5. Stel de naam en URL van de stuurprogrammaklasse in op wat geschikt is voor uw database.
De naam van de stuurprogrammaklasse en URL in figuur 1 zijn voor een ODBC DSN met de naam school.
6. Voeg deze pool toe aan uw server.
Klik hiervoor op het tabblad Doelen. Selecteer uw server en klik vervolgens op de pijl naar rechts om deze toe te wijzen.
Afbeelding 1:
Maak een verbindingspool.
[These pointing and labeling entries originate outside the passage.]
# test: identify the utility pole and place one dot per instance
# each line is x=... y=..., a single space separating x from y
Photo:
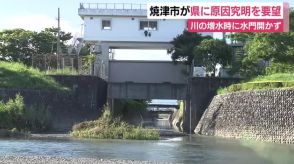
x=58 y=40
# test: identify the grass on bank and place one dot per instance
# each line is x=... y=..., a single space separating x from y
x=16 y=75
x=65 y=71
x=107 y=127
x=273 y=81
x=15 y=115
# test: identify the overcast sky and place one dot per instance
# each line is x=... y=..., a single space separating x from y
x=39 y=14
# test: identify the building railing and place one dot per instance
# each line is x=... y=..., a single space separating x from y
x=123 y=6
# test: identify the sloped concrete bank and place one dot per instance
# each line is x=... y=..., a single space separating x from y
x=258 y=115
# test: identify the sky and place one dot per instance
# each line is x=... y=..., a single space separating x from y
x=38 y=14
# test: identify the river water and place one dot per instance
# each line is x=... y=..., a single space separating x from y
x=204 y=150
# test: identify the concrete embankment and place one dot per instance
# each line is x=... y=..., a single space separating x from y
x=258 y=115
x=60 y=160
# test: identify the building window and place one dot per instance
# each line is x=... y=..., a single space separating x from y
x=148 y=25
x=106 y=25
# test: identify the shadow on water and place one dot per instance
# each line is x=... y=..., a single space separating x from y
x=206 y=150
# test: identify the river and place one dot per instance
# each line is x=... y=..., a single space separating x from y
x=204 y=150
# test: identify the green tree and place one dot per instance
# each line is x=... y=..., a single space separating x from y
x=291 y=20
x=20 y=45
x=211 y=52
x=16 y=45
x=183 y=46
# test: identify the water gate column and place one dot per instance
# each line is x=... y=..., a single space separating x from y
x=102 y=62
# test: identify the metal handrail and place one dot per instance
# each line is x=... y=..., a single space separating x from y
x=124 y=6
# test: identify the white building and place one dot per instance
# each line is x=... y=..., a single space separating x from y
x=112 y=26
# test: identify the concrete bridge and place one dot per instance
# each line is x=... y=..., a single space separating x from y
x=146 y=80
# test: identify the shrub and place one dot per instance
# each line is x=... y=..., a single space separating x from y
x=108 y=127
x=279 y=68
x=13 y=114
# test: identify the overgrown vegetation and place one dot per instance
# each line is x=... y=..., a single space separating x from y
x=17 y=75
x=14 y=115
x=273 y=81
x=65 y=71
x=109 y=127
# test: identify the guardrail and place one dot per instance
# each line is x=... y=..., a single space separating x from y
x=124 y=6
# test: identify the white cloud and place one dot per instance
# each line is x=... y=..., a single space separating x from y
x=35 y=23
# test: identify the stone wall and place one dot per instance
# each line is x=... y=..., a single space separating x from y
x=83 y=103
x=259 y=115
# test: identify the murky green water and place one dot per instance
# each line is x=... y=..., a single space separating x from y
x=204 y=150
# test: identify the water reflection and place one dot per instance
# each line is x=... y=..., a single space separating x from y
x=207 y=150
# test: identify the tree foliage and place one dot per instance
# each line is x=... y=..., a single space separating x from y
x=265 y=49
x=19 y=44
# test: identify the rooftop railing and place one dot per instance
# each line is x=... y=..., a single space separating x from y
x=123 y=6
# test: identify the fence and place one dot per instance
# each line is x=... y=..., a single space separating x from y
x=65 y=64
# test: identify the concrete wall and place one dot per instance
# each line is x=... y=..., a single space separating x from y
x=147 y=91
x=84 y=103
x=202 y=91
x=258 y=115
x=121 y=71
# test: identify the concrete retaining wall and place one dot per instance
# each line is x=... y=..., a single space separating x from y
x=259 y=115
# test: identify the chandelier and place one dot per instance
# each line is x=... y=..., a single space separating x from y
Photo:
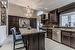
x=29 y=12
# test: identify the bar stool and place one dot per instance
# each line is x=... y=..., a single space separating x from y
x=17 y=37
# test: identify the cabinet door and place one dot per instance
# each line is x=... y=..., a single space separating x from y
x=49 y=33
x=66 y=38
x=73 y=39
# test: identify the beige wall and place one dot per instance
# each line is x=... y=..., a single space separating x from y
x=18 y=10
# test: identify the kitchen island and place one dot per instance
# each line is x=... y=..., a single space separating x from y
x=35 y=38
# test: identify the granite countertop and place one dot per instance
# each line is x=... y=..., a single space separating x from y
x=25 y=31
x=66 y=29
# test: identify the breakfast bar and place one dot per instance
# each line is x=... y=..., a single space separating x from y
x=35 y=39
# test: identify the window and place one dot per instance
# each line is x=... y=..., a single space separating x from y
x=67 y=20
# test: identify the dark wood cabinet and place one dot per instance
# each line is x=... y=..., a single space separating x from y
x=68 y=38
x=49 y=33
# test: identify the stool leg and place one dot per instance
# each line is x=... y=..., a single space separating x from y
x=14 y=46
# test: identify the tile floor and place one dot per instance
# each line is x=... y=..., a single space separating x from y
x=49 y=45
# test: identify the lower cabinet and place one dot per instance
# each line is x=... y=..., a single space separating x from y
x=68 y=38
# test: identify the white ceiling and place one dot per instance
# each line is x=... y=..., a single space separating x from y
x=42 y=4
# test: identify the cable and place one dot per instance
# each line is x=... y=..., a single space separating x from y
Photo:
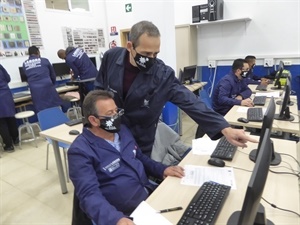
x=274 y=206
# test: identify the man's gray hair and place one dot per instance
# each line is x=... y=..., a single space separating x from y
x=140 y=28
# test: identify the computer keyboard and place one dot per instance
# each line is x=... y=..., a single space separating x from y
x=255 y=114
x=205 y=205
x=259 y=100
x=261 y=87
x=74 y=122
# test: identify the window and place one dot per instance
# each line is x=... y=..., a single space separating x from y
x=69 y=5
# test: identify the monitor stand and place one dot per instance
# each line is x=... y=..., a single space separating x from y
x=260 y=218
x=275 y=160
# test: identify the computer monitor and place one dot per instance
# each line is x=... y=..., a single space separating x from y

De gegevensbron makenNadat u een verbindingspool hebt gemaakt, moet u deze aan een gegevensbron koppelen. Via deze gegevensbron heeft WebLogic toegang tot uw database. Ga als volgt te werk om een gegevensbron te maken:
1. Klik in Administrative Console op de map Services en klik vervolgens op de gegevensbron die u wilt gebruiken.
Als u de JDBC-gegevensbron kiest, wordt het scherm weergegeven in afbeelding 2 weergegeven.
Afbeelding 2:
Een gegevensbron maken. 2. Typ een naam voor uw gegevensbron.U kunt elke gewenste naam kiezen; de naam is alleen voor uw referentie.
3. Typ een JNDI-naam.
Typ jdbc / SchoolDataSource voor de JNDI-naam om dit voorbeeld te volgen.
4. Typ een poolnaam.
Dit is de naam die u in stap 3 in het voorgaande gedeelte hebt getypt. Typ, naast het voorbeeld, SchoolPool voor de naam van de pool.
5. Voeg deze gegevensbron toe aan uw server.
Klik hiervoor op het tabblad Doelen. Selecteer uw server en klik vervolgens op de pijl naar rechts om deze toe te wijzen.
Nu u de databaseverbinding hebt ingesteld, bent u klaar om bonen te gebruiken die met die database werken.